Il castano sentì, di nuovo, la rabbia montare nel suo petto, trascinando con se tutti i sentimenti che gli tormentavano l'anima: dolore, gelosia, rifiuto, disperazione. Un unico fiume in piena che minacciava di esondare da un momento all'altro. Quell'accusa poi, quella falsa accusa, era davvero troppo. "Non ho mai detto una cosa del genere!", sbottò. La Furia Buia lo guardò preoccupato.

"Beh sì, invece, l'hai fatto –Hiccup lo fissò furioso – ieri sera per la precisione",insistette l'ex cacciatore, certo delle sue parole.

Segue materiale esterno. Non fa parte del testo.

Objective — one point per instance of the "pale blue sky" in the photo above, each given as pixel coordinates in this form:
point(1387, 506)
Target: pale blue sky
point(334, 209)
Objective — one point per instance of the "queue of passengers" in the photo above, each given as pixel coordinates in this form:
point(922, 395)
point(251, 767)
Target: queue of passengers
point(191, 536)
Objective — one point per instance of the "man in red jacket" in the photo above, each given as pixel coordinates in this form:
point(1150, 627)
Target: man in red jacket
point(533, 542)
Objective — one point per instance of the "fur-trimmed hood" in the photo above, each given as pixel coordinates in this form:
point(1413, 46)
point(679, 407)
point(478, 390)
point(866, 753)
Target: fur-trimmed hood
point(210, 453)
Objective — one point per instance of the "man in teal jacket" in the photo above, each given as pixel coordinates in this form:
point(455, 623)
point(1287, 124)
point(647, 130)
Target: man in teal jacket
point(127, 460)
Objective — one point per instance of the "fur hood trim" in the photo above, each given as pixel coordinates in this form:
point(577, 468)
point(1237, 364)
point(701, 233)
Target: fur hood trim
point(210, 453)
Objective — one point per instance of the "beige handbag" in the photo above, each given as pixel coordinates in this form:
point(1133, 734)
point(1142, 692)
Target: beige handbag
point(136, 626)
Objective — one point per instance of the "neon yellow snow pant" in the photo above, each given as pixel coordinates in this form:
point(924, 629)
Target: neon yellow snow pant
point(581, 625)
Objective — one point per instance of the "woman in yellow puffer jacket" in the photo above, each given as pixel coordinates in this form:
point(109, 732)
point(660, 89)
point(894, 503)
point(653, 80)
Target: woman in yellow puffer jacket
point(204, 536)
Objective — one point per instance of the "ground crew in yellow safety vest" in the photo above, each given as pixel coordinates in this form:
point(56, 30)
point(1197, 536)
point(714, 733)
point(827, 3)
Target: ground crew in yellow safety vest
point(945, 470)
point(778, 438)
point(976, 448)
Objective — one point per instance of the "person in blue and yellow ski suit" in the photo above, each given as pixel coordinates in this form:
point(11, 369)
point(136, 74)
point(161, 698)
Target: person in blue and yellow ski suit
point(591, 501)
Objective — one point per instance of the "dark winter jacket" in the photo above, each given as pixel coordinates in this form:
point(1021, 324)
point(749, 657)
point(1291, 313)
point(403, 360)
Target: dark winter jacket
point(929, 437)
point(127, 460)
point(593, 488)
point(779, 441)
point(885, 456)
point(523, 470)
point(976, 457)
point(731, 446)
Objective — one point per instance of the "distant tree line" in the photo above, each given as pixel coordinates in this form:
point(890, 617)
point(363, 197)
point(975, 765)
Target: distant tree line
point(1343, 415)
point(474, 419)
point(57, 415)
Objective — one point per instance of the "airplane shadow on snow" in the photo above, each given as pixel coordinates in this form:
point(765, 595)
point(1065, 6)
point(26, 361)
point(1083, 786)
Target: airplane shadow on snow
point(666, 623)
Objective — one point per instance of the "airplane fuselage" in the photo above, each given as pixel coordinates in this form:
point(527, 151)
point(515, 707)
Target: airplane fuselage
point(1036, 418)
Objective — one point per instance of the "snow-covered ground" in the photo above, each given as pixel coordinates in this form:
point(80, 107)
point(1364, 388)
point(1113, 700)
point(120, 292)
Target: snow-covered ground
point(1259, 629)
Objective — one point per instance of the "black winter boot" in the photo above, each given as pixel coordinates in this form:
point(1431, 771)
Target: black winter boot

Astrid guardò di nuovo il suo amato e,questa volta, riuscì ad incontrare i suoi occhi che fiammeggiavano per la rabbia. Aveva realmente detto a Eret che non gli importava?Come era possibile? E tutto quello che si erano detti quella mattina? Il sogno, i loro baci, cos'era allora? Aveva bisogno di risposte. "Hicc-", ma il ragazzo gli fece cenno di aspettare.

"Eret, non ti ho mai detto questo. Ti ho semplicemente spiegato che non era un problema che tu accompagnassi Astrid a casa la sera, tutto qui!" l'esasperazione nella sua voce era evidente.